Ci sono certo alcuni lavori per cui è difficile assentarsi dalla postazione fisica. Chi sta allo sportello, ad esempio. Ma persino per gli operai si possono prevedere accordi che responsabilizzino i dipendenti. È avvenuto ad esempio in Tetrapack, che permette di gestire in remoto alcune documentazioni legate al prodotto. A volte sei costretto a farlo. Te lo chiede il datore di lavoro o non hai alternative perché non trovi il posto. Non sempre la partita Iva è però dettata dalla criticità.

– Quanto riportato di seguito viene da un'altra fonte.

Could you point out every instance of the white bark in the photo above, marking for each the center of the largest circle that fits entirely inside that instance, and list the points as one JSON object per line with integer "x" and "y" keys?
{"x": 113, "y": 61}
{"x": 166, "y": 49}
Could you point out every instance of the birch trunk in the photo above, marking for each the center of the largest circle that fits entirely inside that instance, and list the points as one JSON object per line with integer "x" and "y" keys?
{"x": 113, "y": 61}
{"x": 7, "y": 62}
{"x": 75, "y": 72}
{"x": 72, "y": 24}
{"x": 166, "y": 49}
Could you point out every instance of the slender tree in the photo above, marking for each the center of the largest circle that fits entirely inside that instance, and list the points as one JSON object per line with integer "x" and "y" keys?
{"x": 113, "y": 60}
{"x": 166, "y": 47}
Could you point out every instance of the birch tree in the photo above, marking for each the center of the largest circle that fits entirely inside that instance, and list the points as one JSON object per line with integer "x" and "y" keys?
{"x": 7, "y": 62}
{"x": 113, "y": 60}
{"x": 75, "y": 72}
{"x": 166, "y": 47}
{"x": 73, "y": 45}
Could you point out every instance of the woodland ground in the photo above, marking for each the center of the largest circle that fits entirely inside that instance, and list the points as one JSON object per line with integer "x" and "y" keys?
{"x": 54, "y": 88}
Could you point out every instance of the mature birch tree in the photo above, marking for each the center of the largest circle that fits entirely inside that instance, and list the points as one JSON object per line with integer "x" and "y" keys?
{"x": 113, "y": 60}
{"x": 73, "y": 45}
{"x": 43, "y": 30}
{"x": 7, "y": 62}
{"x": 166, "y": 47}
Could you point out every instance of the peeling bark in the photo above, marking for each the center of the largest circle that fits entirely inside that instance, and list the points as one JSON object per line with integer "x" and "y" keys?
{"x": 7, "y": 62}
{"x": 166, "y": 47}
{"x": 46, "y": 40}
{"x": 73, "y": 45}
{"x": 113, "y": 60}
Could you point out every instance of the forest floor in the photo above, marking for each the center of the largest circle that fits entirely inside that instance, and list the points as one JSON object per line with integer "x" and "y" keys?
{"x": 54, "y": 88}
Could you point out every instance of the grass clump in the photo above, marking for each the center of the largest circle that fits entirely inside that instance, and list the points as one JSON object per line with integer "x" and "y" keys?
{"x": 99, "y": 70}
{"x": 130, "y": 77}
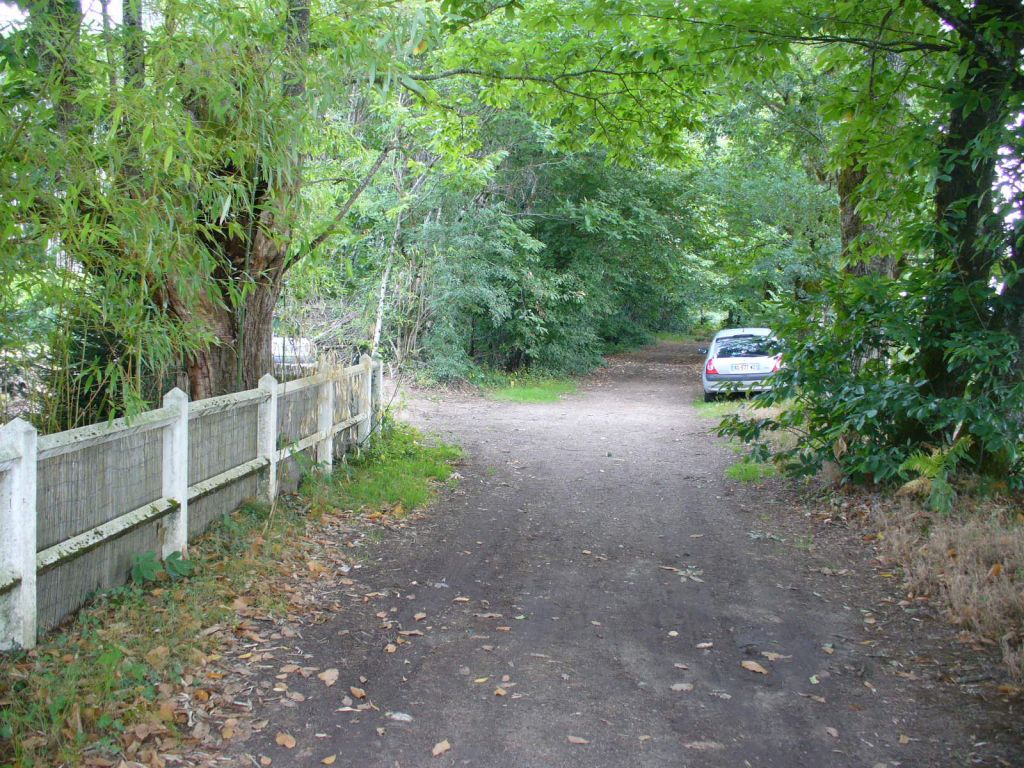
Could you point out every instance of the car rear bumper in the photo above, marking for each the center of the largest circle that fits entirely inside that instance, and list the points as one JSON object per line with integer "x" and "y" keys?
{"x": 736, "y": 383}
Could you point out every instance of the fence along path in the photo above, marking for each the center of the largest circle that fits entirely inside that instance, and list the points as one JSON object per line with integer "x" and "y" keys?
{"x": 77, "y": 506}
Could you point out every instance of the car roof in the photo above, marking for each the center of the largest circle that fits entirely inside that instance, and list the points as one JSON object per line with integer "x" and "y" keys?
{"x": 725, "y": 333}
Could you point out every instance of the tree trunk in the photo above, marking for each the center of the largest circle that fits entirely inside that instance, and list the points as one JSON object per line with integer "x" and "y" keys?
{"x": 243, "y": 352}
{"x": 965, "y": 248}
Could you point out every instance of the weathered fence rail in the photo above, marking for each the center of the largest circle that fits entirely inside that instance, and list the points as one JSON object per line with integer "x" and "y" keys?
{"x": 77, "y": 506}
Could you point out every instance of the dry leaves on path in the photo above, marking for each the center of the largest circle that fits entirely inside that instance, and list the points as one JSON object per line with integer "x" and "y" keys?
{"x": 753, "y": 667}
{"x": 285, "y": 739}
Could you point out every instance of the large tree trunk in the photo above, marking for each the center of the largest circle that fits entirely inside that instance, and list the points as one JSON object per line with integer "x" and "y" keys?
{"x": 964, "y": 204}
{"x": 243, "y": 351}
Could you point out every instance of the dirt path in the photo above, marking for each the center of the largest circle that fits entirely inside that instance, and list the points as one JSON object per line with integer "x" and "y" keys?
{"x": 578, "y": 522}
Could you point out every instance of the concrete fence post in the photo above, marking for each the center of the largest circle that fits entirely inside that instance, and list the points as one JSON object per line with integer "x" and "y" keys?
{"x": 266, "y": 436}
{"x": 366, "y": 401}
{"x": 325, "y": 419}
{"x": 175, "y": 532}
{"x": 17, "y": 535}
{"x": 378, "y": 396}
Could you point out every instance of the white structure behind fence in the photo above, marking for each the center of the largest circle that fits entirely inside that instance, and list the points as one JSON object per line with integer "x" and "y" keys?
{"x": 77, "y": 506}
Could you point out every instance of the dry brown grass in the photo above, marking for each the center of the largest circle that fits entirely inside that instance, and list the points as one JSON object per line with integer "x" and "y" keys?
{"x": 972, "y": 561}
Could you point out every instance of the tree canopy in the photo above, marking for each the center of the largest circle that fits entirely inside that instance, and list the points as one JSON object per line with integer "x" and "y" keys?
{"x": 472, "y": 184}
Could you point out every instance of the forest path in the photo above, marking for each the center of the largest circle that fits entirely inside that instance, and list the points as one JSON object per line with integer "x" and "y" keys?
{"x": 581, "y": 523}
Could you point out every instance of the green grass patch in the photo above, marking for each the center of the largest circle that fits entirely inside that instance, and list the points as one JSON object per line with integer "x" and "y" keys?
{"x": 120, "y": 663}
{"x": 749, "y": 471}
{"x": 532, "y": 390}
{"x": 719, "y": 409}
{"x": 682, "y": 336}
{"x": 401, "y": 469}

C’è ad esempio chi la sceglie perché ha avuto un’idea e l’ha messa a frutto. La rete è il suo ambiente di lavoro. E sebbene sia una strada difficile, gli imprenditori di se stessi spopolano oggi anche sui social network, dove misuri il loro successo in termini di “mi piace” e condivisioni. Secondo il ministero dell’Economia, a novembre scorso il 62,3% delle nuove partite Iva (in Italia si viaggia sulle 35mila nuove aperture al mese circa) era uomo. Ben il 46,3% è composto da giovani fino a 35 anni e il 34,1% a soggetti trai36ei50anni.
Se proprio non riesci a convincere il capo, grazie a internet potresti sempre pensare di guadagnare qualche centinaio di euro al mese standosene seduti sul proprio divano e dedicando ad alcune attività il proprio tempo libero, alla sera o nel weekend. Non è ancora un lavoro per sbarcare il lunario, ma può essere un’idea per arrotondare. Il più recente portale lanciato in Italia è Ibbü.it: un sito internet che seleziona esperti di alcune tematiche per metterli in relazione con i visitatori online dei negozi di alcune grandi marche. Tu dai consigli sull’acquisto, la marca riesce a vendere di più e ti retribuisce direttamente sul conto corrente.
GUADAGNI EXTRA
In media un esperto può guadagnare fino a 150 euro a settimana. Sono i marchi che retribuiscono gli esperti e per farlo hanno due scelte: possono decidere di pagarli in base al numero delle chat gestite o in base alle vendite generate. Crowdville.net: è un sistema che consente ai brand di testare prodotti e servizi tramite il tuo parere.
Gli utenti così diventano fondamentali per la definizione delle caratteristiche del prodotto. Più partecipi, più guadagni. Ti paga in utili carte-regalo come quelle di Amazon o PayPal, poi, swagbucks.com. Bisogna sapere l’inglese, è la più grande piattafotrma. Se stai cercando il tuo lavoro ideale online, sono molti gli annunci. La maggior parte delle richieste riguarda le vendite, ma occorre stare in guardia sui pagamenti, informarsi con il proprio commercialista e verificare i committenti.